If you own or manage a business with employees, you could be at risk for paying a harsh tax penalty called the “Trust Fund Recovery Penalty.” The Trust Fund Recovery Penalty applies to the Social Security and income taxes businesses are required to withhold from their employees’ wages.
The employer holds these taxes in “trust” on the government’s behalf until they’re paid over since taxes are considered property of the government. The Trust Fund Recovery Penalty is sometimes referred to as the “100% penalty,” as the person liable and responsible for the taxes is forced to pay a penalty of 100% of the taxes due. Because of this, the amounts sought by the IRS when the penalty is applied are often quite large, and the penalty is aggressively enforced by the IRS.
In addition, the Trust Fund Recovery Penalty applies to a broad range of actions and a wide range of people involved in a business, making it one of the more dangerous tax penalties.
We’ve put together a few answers to commonly asked questions that can help you avoid the penalty.
What actions does the penalty apply to?
Any willful failure to collect, truthfully account for, or pay over the Social Security and income taxes that are required to be withheld from employees’ wages can trigger The Trust Fund Recovery Penalty.
Who can be penalized?
Anyone who is “responsible” for collection and payment of the tax may have the penalty imposed on them. This “responsibility” is broadly defined as including any officers, directors, and shareholders of a corporation who are under a duty to collect and pay the tax. It also includes the partners in a partnership, as well as any employee of the business who has such a duty. Under certain circumstances, even voluntary board members of tax-exempt organizations can be subject to this penalty, despite typically being exempt from responsibility. Responsibility has even been extended in some cases to attorneys, accountants, and family members who are close to the business.
The IRS defines responsibility as a matter of status, duty, and authority, and anyone with the power to ensure that the taxes are paid (or not paid) can be held responsible for a lack of payment.
Oftentimes there is more than one person in a business who may be considered responsible, but each of these people is at risk for the entire penalty. Even if you aren’t directly involved with your business’s payroll tax withholding process, you could become a responsible person if you have the power to pay over withheld taxes and learn of a failure to pay them but choose to make payments to creditors and others instead.

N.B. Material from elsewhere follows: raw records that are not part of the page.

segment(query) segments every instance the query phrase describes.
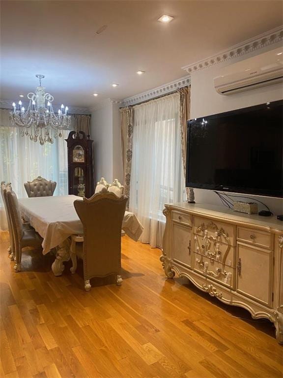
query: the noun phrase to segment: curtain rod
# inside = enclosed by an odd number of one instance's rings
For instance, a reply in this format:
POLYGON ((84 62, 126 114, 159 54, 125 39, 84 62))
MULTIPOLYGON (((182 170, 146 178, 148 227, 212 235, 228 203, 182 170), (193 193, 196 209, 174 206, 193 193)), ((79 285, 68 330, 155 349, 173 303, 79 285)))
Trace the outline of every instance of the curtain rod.
POLYGON ((153 97, 152 98, 149 98, 148 100, 144 100, 144 101, 141 101, 140 102, 137 102, 134 105, 128 105, 127 106, 123 106, 122 108, 120 108, 120 109, 123 109, 123 108, 126 108, 128 106, 132 106, 132 107, 134 107, 136 105, 141 105, 141 104, 144 104, 146 102, 148 102, 150 101, 151 101, 152 100, 156 100, 157 98, 161 98, 162 97, 165 97, 165 96, 168 96, 169 94, 172 94, 173 93, 176 93, 178 92, 178 91, 179 89, 181 89, 182 88, 185 88, 186 87, 189 87, 189 85, 185 85, 184 87, 180 87, 179 88, 178 88, 178 89, 174 89, 173 91, 172 91, 170 92, 168 92, 167 93, 165 94, 160 94, 159 96, 156 96, 156 97, 153 97))

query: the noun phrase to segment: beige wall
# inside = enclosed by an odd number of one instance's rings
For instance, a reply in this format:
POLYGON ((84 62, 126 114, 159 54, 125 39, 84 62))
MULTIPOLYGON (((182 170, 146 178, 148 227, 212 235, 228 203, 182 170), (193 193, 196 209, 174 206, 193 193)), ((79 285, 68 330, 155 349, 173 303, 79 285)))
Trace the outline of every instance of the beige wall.
POLYGON ((109 183, 114 179, 122 183, 120 118, 116 104, 109 99, 91 112, 90 134, 93 139, 95 184, 102 177, 109 183))
MULTIPOLYGON (((276 47, 274 46, 272 49, 276 47)), ((260 52, 263 52, 260 51, 260 52)), ((258 51, 257 54, 258 53, 258 51)), ((247 56, 245 57, 246 59, 248 58, 249 57, 247 56)), ((234 63, 233 62, 233 63, 234 63)), ((219 94, 214 88, 213 79, 221 75, 223 71, 223 67, 231 63, 217 64, 192 75, 191 118, 204 117, 283 98, 283 87, 280 84, 229 95, 219 94)), ((198 202, 221 204, 220 200, 212 190, 195 189, 195 193, 196 200, 198 202)), ((251 197, 257 198, 266 203, 274 214, 283 214, 283 200, 282 199, 260 196, 251 196, 251 197)), ((260 209, 263 208, 263 207, 260 207, 260 209)))

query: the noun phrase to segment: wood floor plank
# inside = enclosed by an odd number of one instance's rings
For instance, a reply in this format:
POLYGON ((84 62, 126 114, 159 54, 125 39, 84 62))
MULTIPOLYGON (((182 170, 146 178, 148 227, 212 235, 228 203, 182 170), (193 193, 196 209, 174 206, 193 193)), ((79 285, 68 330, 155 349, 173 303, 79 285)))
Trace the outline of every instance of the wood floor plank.
POLYGON ((122 238, 122 285, 86 292, 81 262, 55 277, 27 250, 16 273, 9 243, 0 232, 1 378, 283 378, 271 324, 167 279, 160 250, 122 238))
POLYGON ((48 349, 56 348, 58 346, 48 327, 46 324, 39 324, 36 326, 36 328, 48 349))

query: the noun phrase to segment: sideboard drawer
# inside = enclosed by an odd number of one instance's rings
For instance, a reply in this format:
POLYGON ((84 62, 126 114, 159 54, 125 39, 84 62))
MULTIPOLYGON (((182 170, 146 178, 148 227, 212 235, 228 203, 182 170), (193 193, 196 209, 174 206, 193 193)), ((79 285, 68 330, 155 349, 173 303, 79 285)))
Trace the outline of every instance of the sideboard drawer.
POLYGON ((234 287, 235 269, 229 266, 223 267, 222 264, 212 261, 207 257, 194 252, 194 270, 204 276, 215 280, 223 284, 234 287))
POLYGON ((272 247, 272 239, 270 234, 264 231, 238 227, 237 239, 241 241, 252 243, 255 246, 263 247, 268 249, 271 249, 272 247))
POLYGON ((235 247, 223 243, 218 243, 211 238, 204 239, 199 235, 194 235, 194 252, 209 258, 211 261, 236 267, 235 247))
POLYGON ((192 227, 192 216, 190 214, 186 214, 185 213, 173 210, 172 211, 172 220, 192 227))
POLYGON ((235 226, 227 223, 212 220, 198 217, 194 217, 194 233, 206 235, 207 237, 212 237, 218 242, 235 245, 235 226))

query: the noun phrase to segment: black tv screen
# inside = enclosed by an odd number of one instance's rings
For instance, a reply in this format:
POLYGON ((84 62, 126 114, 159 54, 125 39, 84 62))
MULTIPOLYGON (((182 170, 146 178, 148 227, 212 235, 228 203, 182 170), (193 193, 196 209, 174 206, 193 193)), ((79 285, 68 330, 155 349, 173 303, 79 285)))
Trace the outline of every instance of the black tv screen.
POLYGON ((188 121, 186 185, 283 197, 283 101, 188 121))

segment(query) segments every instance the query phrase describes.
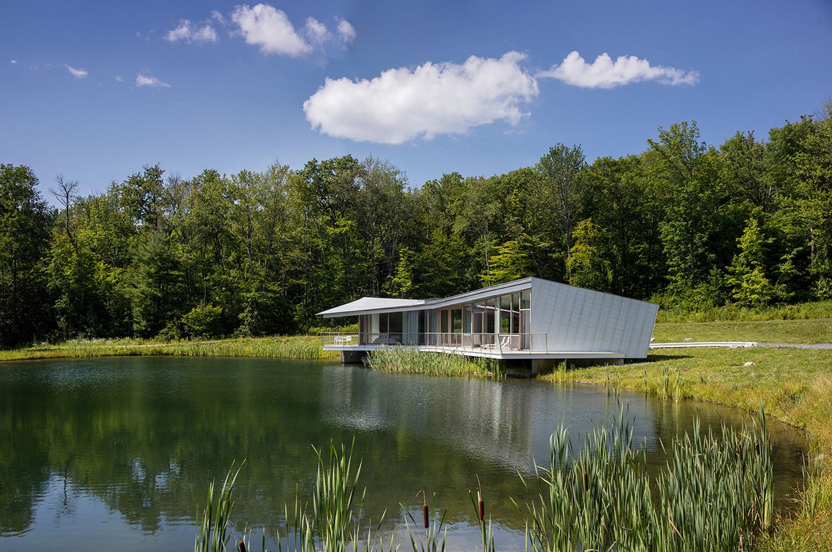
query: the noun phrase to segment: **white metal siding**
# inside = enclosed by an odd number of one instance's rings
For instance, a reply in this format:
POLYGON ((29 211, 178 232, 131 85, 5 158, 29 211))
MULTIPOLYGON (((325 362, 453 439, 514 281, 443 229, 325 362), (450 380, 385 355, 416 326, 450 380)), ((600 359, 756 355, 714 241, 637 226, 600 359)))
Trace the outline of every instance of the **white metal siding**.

Although taxpayers who are held liable can sue others who were responsible for contribution, they still must pay the penalty and must take this action entirely on their own, since it isn’t part of the IRS’s collection process.
What does the IRS consider to be willful action?
A taxpayer doesn’t need to have overt intent to evade taxes in order for their actions to be considered willful. If a person bends to pressures from (or on) their business and chooses to pay bills or obtain supplies instead of paying over withheld taxes that are due, that would be considered willful behavior. Delegating responsibilities to someone else won’t necessarily shield you from responsibility either, since failing to take care of the job yourself may be considered a willful act.
Don’t risk the penalty
In order to avoid the Trust Fund Recovery Penalty, you need to ensure that you never fail to withhold taxes, and must never “borrow” from withheld amounts under any circumstance. In addition, you should make sure that any funds withheld are paid over to the government on time.